J.P. Morgan Securities LLC is leading the deal.

Proceeds will be used by the Miami-based cruise line operator to refinance existing debt.

Peabody closes

In other news, Peabody Energy Corp. closed on its $647.6 million first-lien senior secured term loan B due March 2022 that is priced at Libor plus 350 bps with a 1% Libor floor, according to a news release. The loan was issued at par and includes 101 soft call protection for six months.

During syndication, the spread on the term loan firmed at the high end of the Libor plus 325 bps to 350 bps talk.

Goldman Sachs Bank USA led the deal that was used to reprice an existing term loan B from Libor plus 450 bps with a 1% Libor floor.

Peabody is a St. Louis-based private sector coal company.

ClubCorp buyout wraps

The purchase of ClubCorp Holdings Inc. by Apollo Global Management LLC for $17.12 per share in cash, or about $1.1 billion, has been a completed, a news release said.

To help fund the transaction ClubCorp got $1.35 billion of senior secured credit facilities (B1/B+) that include a $175 million revolver and a $1,175,000,000 seven-year covenant-light term loan B.

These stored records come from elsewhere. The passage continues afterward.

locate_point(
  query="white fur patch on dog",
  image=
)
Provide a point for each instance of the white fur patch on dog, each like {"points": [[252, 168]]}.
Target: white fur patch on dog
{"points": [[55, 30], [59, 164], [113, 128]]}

Pricing on the term loan is Libor plus 325 bps with a step-down to Libor plus 300 bps at less than 3.25 times net first-lien leverage and a 0% Libor floor. The debt was sold at an original issue discount of 99.5 and has 101 soft call protection for six months.

During syndication, the term loan was upsized from $1,125,000,000 as the company’s bond offering was downsized to $425 million from $475 million.

Citigroup Global Markets Inc., RBC Capital Markets LLC, Barclays, Credit Suisse Securities (USA) LLC, Deutsche Bank Securities Inc. and Goldman Sachs Bank USA led the deal.

ClubCorp is a Dallas-based owner and operator of private golf and country clubs and business, sports and alumni clubs.